A very interesting overview of the state of the banking system. Written without jargon so even numpty's like me can follow it.
My conclusion from it is that the banking industry carries inherent risks that are currently exposed by interest rate increases after 10 years of historic lows.

https://www.bitsaboutmoney.com/archive/banking-in-very-uncertain-times/

It will be interesting to see if folks who use smaller UK banks start shifting it out to the bigger boys (particularly over £85K). Of course, that’s how these problems become self perpetuating.
 
A very interesting overview of the state of the banking system. Written without jargon so even numpty's like me can follow it.
My conclusion from it is that the banking industry carries inherent risks that are currently exposed by interest rate increases after 10 years of historic lows.

https://www.bitsaboutmoney.com/archive/banking-in-very-uncertain-times/
Increasing interest rates is a means to widen the wealth gap and only controls inflation by making poor people even poorer.
 
We had low interest rates for 20 years and the wealth gap widened.

The wealth gap started to widen in 1979 and has continued on an upward trend ever since, After 2010 it was austerity that caused greater wealth inequality, not the lowering of interest rates.
 
The wealth gap started to widen in 1979 and has continued on an upward trend ever since, After 2010 it was austerity that caused greater wealth inequality, not the lowering of interest rates.
Ah, well obviously you're the expert. Was there austerity everywhere in the world where the wealth gap also widened?
 
The richest people ever were Andrew Carnegie and John Rockefeller both of whom lived died in the second half of the nineteenth century and the first half of the twentieth i.e. well before 1979.
 
The richest people ever were Andrew Carnegie and John Rockefeller both of whom lived died in the second half of the nineteenth century and the first half of the twentieth i.e. well before 1979.
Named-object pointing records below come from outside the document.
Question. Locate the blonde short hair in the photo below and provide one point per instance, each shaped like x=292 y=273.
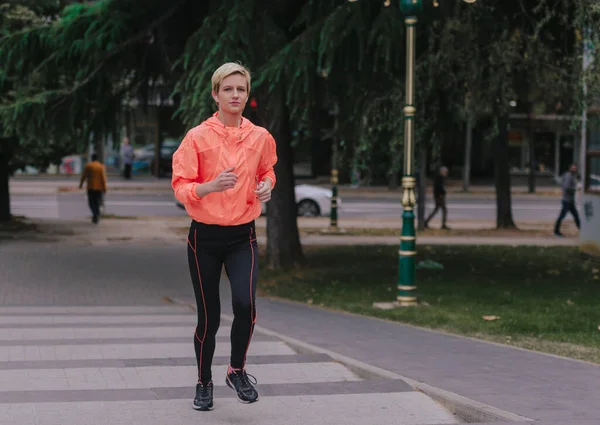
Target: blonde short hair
x=225 y=71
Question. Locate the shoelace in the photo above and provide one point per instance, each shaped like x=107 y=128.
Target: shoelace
x=245 y=380
x=204 y=393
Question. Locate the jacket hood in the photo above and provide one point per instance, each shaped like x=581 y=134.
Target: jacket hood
x=222 y=130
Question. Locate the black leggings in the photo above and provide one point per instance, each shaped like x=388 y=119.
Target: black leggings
x=209 y=248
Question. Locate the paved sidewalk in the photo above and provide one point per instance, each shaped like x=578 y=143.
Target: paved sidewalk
x=111 y=346
x=548 y=389
x=134 y=365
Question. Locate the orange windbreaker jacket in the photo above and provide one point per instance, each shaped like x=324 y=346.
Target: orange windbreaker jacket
x=205 y=152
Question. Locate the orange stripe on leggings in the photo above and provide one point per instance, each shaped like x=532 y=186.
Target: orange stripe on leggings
x=252 y=313
x=205 y=314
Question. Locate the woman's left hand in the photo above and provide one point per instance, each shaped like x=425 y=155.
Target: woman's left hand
x=263 y=191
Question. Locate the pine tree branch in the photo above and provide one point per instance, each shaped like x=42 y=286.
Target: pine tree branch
x=137 y=37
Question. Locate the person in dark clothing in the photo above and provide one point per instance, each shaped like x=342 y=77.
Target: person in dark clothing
x=569 y=187
x=439 y=194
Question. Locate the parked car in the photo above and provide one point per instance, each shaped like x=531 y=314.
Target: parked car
x=311 y=201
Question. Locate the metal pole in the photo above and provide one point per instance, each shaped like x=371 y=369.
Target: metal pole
x=407 y=267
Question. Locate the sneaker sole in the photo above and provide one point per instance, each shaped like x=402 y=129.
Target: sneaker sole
x=201 y=409
x=230 y=385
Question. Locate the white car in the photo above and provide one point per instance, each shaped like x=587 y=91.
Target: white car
x=311 y=201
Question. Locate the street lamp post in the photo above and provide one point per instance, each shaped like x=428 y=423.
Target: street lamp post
x=407 y=253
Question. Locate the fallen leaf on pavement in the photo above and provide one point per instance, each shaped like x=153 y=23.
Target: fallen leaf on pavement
x=490 y=318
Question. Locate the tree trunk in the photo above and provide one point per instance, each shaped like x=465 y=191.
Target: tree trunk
x=468 y=149
x=531 y=146
x=4 y=188
x=532 y=160
x=314 y=127
x=504 y=219
x=284 y=250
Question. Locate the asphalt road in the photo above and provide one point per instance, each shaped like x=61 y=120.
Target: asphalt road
x=74 y=205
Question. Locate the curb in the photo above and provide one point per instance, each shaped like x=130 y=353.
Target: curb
x=467 y=410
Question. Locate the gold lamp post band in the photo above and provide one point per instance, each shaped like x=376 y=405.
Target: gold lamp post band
x=407 y=252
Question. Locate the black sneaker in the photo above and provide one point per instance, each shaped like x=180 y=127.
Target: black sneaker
x=203 y=399
x=240 y=382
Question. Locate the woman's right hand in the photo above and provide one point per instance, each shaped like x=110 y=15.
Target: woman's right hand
x=226 y=180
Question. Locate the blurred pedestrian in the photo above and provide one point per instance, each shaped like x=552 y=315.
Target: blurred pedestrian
x=94 y=173
x=222 y=172
x=569 y=188
x=439 y=194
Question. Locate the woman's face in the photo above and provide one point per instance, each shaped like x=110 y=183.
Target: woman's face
x=232 y=94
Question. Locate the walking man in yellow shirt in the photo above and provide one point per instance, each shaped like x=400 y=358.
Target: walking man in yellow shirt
x=95 y=175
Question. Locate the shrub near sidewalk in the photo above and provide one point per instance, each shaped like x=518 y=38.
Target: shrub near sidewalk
x=544 y=299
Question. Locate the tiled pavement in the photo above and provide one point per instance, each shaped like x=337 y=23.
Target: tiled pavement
x=134 y=365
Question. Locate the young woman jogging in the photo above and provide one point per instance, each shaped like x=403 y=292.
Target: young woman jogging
x=222 y=172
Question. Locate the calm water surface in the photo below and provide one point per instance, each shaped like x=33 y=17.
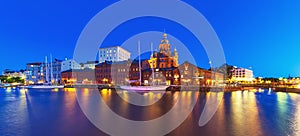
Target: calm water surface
x=57 y=112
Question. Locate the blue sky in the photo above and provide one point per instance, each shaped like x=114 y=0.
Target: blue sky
x=264 y=35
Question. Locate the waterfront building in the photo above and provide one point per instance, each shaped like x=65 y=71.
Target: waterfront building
x=52 y=71
x=69 y=64
x=113 y=53
x=110 y=72
x=190 y=74
x=13 y=73
x=34 y=73
x=89 y=64
x=164 y=58
x=78 y=76
x=242 y=75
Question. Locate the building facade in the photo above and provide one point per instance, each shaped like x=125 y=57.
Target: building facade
x=164 y=58
x=242 y=75
x=114 y=54
x=69 y=64
x=52 y=71
x=190 y=74
x=78 y=76
x=34 y=73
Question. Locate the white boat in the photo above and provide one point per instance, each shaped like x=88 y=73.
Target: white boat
x=145 y=88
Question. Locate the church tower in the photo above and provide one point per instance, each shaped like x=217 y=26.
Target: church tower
x=175 y=58
x=164 y=46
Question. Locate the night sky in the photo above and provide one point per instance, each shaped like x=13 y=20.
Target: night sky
x=263 y=35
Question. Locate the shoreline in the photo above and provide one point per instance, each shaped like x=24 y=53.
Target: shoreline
x=191 y=88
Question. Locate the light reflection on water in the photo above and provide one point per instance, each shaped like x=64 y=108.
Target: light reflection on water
x=56 y=112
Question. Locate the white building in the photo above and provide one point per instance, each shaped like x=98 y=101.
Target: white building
x=90 y=64
x=52 y=71
x=242 y=74
x=69 y=64
x=113 y=53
Some say it was the Medici family in the late medieval times. They where bankers, but carefully avoided lending money to anyone! Instead they did what banks still do, they transferred money and charged their customers heavily for the privilege. And, yes, they took care of the Popes business.
 
The richest people ever were Andrew Carnegie and John Rockefeller both of whom lived died in the second half of the nineteenth century and the first half of the twentieth i.e. well before 1979.
And? The question was the wealth gap, and that grew dramatically wider after 1979. The actual evidence is clear
 
Ah, well obviously you're the expert. Was there austerity everywhere in the world where the wealth gap also widened?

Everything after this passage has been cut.